Results : Over the dose ranges tested, the potencies and antagonist properties of VRDN-001 and VRDN-003 were indistinguishable. At concentrations ≥50 nM, both antibodies provided near-complete inhibition of IGF-1 binding (>95%). In addition, both antibodies provided similar and near-complete inhibition of IGF-1–induced phosphorylation of IGF-1R (proximal signaling) and phosphorylation of AKT (distal signaling) with IC50s of 0.1–0.2 nM.
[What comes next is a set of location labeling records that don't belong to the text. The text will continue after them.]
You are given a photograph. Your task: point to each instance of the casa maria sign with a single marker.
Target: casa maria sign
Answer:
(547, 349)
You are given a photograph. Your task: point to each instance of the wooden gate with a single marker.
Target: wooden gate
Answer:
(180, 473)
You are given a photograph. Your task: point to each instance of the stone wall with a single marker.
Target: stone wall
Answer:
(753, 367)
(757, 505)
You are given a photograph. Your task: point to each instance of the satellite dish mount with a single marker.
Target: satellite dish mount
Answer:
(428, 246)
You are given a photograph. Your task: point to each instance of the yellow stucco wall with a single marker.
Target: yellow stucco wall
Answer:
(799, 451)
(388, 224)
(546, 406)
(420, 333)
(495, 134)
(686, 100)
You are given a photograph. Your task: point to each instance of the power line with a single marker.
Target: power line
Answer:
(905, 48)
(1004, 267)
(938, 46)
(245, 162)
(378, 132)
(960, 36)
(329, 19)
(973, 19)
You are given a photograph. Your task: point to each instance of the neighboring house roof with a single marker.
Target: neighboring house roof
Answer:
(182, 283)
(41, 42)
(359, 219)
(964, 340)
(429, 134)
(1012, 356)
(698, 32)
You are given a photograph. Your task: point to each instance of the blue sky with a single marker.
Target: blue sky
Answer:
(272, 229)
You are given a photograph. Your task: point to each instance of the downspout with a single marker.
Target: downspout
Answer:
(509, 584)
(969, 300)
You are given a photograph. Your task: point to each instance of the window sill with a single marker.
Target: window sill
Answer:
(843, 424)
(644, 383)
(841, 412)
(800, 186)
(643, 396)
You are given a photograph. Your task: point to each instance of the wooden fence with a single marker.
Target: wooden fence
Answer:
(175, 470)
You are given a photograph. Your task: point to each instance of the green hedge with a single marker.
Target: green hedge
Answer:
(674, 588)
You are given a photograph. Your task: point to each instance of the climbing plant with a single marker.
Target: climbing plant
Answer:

Conclusions : Both VRDN-001 and VRDN-003 provide indistinguishable and near-complete inhibition of IGF-1 binding and IGF-1R signaling. Prior studies with VRDN-001 have shown robust increases in IGF-1 levels in healthy volunteers and patients with TED as well as favorable efficacy signals in a small cohort of TED patients. Given that VRDN-001 and VRDN-003 antagonist properties are the same, VRDN-003 should achieve similar in vivo pharmacodynamics and efficacy.

This abstract was presented at the 2023 ARVO Annual Meeting, held in New Orleans, LA, April 23-27, 2023.